A boycott of parliamentary elections could raise the stakes for a presidential vote in 2011, analysts say.
Mubarak, 82, has not said if he will run again but many Egyptians believe he will try to lever his son Gamal, 46, into power if he does not.
Both father and son have denied any succession plan, but officials from the ruling party have welcomed a Gamal and Mubarak bid.
"We respect the opinion of ElBaradei in the boycott," Ghad chairman Ayman Nour said after his party voted overwhelmingly against participation. "This man is a great weight in the process of change, and we respect him."
Nour ran against President Hosni Mubarak in the 2005 presidential elections, coming in a distant second.

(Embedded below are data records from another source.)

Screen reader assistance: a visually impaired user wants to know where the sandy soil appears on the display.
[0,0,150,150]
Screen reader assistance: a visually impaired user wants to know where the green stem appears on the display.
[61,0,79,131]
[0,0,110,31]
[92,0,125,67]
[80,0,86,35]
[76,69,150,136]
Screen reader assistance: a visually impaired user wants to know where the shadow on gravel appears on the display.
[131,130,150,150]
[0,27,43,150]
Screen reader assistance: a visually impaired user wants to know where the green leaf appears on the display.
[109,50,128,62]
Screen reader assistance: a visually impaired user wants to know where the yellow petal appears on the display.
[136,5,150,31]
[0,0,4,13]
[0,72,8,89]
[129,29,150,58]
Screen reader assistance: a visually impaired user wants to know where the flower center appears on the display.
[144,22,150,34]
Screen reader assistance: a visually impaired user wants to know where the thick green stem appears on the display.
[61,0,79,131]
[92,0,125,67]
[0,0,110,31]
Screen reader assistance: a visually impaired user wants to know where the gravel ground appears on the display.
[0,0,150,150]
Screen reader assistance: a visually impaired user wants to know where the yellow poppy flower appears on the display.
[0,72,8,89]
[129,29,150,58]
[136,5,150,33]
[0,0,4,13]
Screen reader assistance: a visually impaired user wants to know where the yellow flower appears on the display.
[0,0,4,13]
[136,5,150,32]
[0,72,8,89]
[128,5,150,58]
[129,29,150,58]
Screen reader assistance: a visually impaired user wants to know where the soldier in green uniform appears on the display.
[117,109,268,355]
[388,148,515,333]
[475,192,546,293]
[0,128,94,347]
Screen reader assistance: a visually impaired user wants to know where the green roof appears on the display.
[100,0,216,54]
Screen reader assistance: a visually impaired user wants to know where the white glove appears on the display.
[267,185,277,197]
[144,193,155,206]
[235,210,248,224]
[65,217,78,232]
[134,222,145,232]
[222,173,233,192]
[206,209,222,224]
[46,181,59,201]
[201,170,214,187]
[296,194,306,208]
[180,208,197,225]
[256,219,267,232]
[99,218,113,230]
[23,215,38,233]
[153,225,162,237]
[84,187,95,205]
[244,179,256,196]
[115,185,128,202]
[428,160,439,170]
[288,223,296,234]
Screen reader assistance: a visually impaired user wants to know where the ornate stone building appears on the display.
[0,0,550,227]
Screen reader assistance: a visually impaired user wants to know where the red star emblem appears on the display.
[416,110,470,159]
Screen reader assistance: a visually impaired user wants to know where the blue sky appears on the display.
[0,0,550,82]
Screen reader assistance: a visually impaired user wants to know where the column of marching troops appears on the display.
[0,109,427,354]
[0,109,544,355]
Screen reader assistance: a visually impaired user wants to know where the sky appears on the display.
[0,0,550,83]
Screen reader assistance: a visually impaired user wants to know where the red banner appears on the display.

He was jailed shortly after that vote for submitting forged documents when setting up Ghad, charges he says were politically motivated.
The liberal Ghad party hopes that a united opposition to the vote would deny legitimacy to the ruling party, and representatives of Egypt's Kefaya movement and the communist party joined it at Tuesday's meeting.
Ghad co-founder Wael Nawara told reporters: "We will break out of the rules of this game and lay down new rules. We will work to create a new parliament and a new constitution."
Calls for an election boycott in November grew louder after an upper house vote in June saw Mubarak's ruling party sweep most seats. Rights groups' complained of abuses, while the government insisted the vote was fair.
But Egypt's opposition force remains divided, with the Muslim Brotherhood, the biggest opposition bloc with 88 seats in parliament and nationalist liberal Wafd party, saying they will participate in elections.